The implications of this opening are immense. “Africanness” is not a fact about Africa. It is a fact about the West — a label imposed for administrative convenience by the same powers that drew the borders, installed the dictators, and then professed bewilderment when things fell apart. French does not merely state this. He spends the entire book demonstrating it, country by country, crisis by crisis, body by body:
Africa is the stage of mankind’s greatest tragedies, and yet we remain largely inured to them, all but blind to the deprivation and suffering of one ninth of humanity. We awaken to the place mostly in fits of coarse self-interest and outright greed. Once upon a time, these brief awakenings involved a need for rubber or cotton, gold or diamonds, not to mention the millions of slaves, branded and ferried like cattle across the Atlantic, whose contributions to the wealth of Europe and its coveted New World are scarcely acknowledged.
This is not rhetoric. It is a historical claim with a specific mechanism: the West engages with Africa when it wants something, and disengages when the cost of that engagement becomes visible. The pattern has not changed in five centuries. Only the commodity has.
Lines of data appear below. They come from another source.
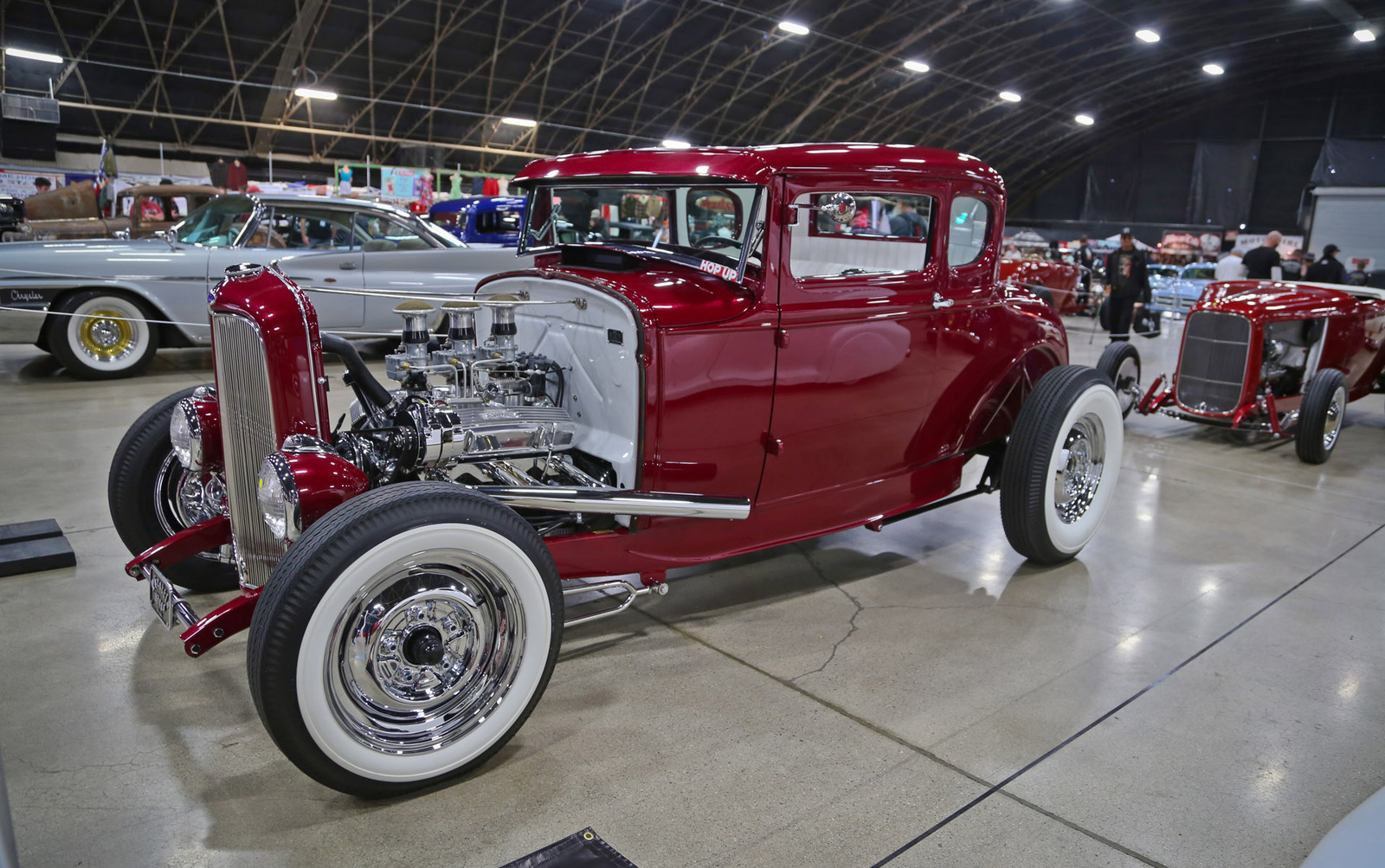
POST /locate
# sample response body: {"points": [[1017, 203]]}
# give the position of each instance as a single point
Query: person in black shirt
{"points": [[1129, 286], [1087, 260], [1264, 258], [1327, 270]]}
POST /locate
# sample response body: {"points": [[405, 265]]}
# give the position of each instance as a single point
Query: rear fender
{"points": [[994, 415]]}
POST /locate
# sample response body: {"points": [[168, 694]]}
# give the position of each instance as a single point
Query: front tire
{"points": [[405, 639], [106, 339], [1320, 415], [1119, 364], [151, 498], [1061, 464]]}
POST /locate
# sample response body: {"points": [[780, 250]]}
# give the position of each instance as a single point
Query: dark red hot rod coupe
{"points": [[1264, 357], [766, 360]]}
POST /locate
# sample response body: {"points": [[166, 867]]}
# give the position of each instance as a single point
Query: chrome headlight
{"points": [[277, 496], [186, 435]]}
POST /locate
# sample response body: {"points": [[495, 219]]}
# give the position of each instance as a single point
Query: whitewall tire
{"points": [[1061, 464], [106, 337], [405, 639]]}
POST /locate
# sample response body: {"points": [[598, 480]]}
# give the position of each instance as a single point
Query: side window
{"points": [[498, 222], [301, 228], [381, 233], [890, 233], [967, 230], [712, 214]]}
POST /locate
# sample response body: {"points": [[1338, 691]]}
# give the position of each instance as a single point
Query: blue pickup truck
{"points": [[481, 221]]}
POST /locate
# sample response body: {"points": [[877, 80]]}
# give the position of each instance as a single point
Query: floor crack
{"points": [[851, 625]]}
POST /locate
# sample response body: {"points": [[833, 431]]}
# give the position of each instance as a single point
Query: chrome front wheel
{"points": [[1061, 464], [405, 639]]}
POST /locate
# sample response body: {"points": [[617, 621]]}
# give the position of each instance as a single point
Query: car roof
{"points": [[757, 164], [329, 201], [168, 190], [461, 203]]}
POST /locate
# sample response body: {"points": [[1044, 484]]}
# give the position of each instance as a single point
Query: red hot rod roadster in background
{"points": [[1274, 359], [773, 356]]}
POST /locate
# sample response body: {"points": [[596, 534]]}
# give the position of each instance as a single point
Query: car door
{"points": [[969, 360], [858, 337], [316, 248]]}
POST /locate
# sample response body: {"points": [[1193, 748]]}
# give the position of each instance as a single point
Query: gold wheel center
{"points": [[106, 334]]}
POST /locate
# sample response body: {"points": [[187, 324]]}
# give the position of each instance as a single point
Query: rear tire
{"points": [[145, 492], [110, 339], [1320, 415], [1119, 364], [405, 639], [1061, 464]]}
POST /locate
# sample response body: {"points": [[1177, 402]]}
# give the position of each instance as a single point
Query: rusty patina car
{"points": [[1266, 359], [641, 404]]}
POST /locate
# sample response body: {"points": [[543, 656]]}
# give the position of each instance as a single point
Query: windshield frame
{"points": [[752, 235]]}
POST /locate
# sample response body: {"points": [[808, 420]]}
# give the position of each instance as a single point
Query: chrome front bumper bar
{"points": [[614, 501]]}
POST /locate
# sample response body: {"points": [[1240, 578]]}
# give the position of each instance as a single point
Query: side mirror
{"points": [[838, 207]]}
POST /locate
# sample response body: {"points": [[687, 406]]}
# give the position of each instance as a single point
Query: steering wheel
{"points": [[713, 241]]}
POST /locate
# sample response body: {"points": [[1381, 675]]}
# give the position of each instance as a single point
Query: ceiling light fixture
{"points": [[41, 55]]}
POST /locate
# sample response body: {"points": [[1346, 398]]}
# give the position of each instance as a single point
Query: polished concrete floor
{"points": [[823, 704]]}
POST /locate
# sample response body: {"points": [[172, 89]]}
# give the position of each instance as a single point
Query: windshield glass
{"points": [[218, 223], [706, 217]]}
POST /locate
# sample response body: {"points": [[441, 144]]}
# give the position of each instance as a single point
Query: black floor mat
{"points": [[582, 849]]}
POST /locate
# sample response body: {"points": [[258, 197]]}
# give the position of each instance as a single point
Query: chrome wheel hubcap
{"points": [[427, 650], [1080, 463], [1334, 418]]}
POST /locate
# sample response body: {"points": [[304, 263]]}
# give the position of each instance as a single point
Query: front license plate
{"points": [[163, 598]]}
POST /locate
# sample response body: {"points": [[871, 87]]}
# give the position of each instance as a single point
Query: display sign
{"points": [[21, 183], [1190, 242], [402, 183], [1248, 242]]}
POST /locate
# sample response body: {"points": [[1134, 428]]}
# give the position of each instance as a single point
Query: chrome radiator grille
{"points": [[1212, 371], [247, 436]]}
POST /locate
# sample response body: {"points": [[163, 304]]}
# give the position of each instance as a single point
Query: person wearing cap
{"points": [[1327, 270], [1129, 286], [1260, 262]]}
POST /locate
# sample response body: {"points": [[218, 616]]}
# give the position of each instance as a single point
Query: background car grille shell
{"points": [[1216, 348], [247, 436]]}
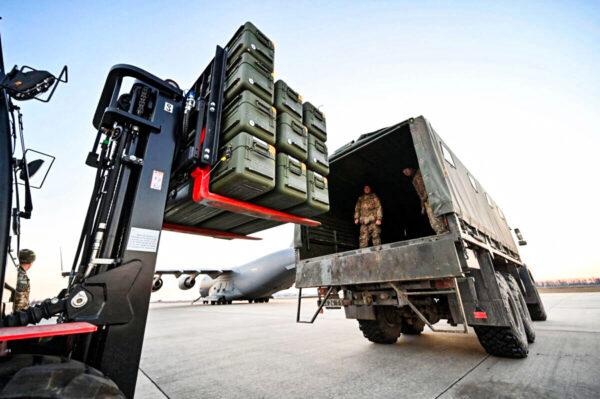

The Music and the Monsters
The Nigeria chapters are the book’s most vivid, and they begin with Sani Abacha — a dictator so thoroughly monstrous that even in a region of monsters he stands out. French’s portrait is cinematic in its precision:
Abacha rarely appeared in public, working by night and sleeping well into the day. He reportedly kept long lists of enemies, real and imagined, whom he methodically tracked, executed or jailed. Gradually he came to take on the aura of a motion picture monster, and in a society notable for bold individualism, for a people who were not intimidated easily, Abacha lurked menacingly in the popular imagination, like Jaws, a hidden leviathan that gave people the chills.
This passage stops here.